[slurm-users] memory limits:: why job is not killed but oom-killer steps up?

Thu Jan 13 08:59:19 UTC 2022

Hi Adrian,

ConstrainRAMSpace=yes

has the effect that when the memory the job requested is exhausted the 
processes of the job will start paging/swapping.

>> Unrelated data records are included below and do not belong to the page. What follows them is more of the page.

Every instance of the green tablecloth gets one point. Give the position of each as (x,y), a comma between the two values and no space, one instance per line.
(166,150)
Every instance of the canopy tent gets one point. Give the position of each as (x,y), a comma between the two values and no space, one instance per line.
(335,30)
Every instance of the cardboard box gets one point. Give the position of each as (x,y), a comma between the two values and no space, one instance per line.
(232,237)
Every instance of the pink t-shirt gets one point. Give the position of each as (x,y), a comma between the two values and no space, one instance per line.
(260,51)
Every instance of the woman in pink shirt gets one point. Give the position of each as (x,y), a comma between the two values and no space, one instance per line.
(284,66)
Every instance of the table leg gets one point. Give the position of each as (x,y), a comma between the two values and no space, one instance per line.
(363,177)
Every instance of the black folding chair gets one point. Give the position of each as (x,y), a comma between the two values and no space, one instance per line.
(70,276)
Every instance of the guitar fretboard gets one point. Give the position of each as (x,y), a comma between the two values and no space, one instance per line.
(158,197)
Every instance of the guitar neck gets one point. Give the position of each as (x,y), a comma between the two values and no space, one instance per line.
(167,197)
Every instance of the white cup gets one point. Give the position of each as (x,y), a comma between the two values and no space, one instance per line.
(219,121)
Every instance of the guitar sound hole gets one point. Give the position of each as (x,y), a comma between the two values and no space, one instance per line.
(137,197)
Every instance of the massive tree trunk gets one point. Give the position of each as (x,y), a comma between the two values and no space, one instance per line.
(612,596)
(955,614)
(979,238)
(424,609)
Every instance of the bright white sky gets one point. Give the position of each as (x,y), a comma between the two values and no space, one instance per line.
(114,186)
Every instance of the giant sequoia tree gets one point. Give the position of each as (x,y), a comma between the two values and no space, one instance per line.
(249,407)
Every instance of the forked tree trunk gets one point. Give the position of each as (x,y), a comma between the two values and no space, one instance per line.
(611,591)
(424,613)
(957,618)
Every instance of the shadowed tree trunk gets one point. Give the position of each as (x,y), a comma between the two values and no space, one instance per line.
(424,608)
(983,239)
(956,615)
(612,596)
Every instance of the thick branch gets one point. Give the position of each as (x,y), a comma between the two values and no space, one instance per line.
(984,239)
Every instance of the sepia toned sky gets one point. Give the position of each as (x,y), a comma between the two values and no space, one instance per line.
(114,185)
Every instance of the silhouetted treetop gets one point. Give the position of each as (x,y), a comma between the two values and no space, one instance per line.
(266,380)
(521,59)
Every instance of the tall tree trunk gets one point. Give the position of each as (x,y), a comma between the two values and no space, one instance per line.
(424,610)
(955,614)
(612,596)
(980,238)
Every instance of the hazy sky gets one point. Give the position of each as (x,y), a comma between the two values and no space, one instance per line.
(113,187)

If you want to stop jobs that use more memory (RSS to be precise) than 
they reqeusted, you have to add this to your cgroup.conf:

ConstrainSwapSpace=yes
AllowedSwapSpace=0

Regards,
Hermann

On 1/12/22 11:04 PM, Adrian Sevcenco wrote:
> 
> Hi! I have a problem with the enforcing the memory limits...
> I'm using the cgroup to enforce the limits and i had expected that when
> cgroup memory limits are reach the job is killed ..
> instead i see in log a lot of oom-killer reports that act only a certain 
> process
> from cgroup ...
> 
> Did i missed anything in my configuration? I have the following:
> 
> SelectType=select/cons_res
> SelectTypeParameters=CR_CPU_MEMORY,CR_LLN
> 
> the partition have:
> DefMemPerCPU=3950 MaxMemPerCPU=4010  (i understood that these are MiB, 
> and physically i have 4GiB/thread)
> 
> cat cgroup.conf
> CgroupAutomount=yes
> TaskAffinity=no
> ConstrainCores=yes
> ConstrainRAMSpace=yes
> 
> ProctrackType=proctrack/cgroup
> 
> JobAcctGatherType=jobacct_gather/linux
> JobAcctGatherFrequency=task=15,filesystem=120
> JobAcctGatherParams=UsePss
> 
> TaskPlugin=task/affinity,task/cgroup
> TaskPluginParam=autobind=threads
> 
> Is there a problem with my expectation that i should not see oom-killer?
> or with my configuration?
> 
> Thank you!
> Adrian
>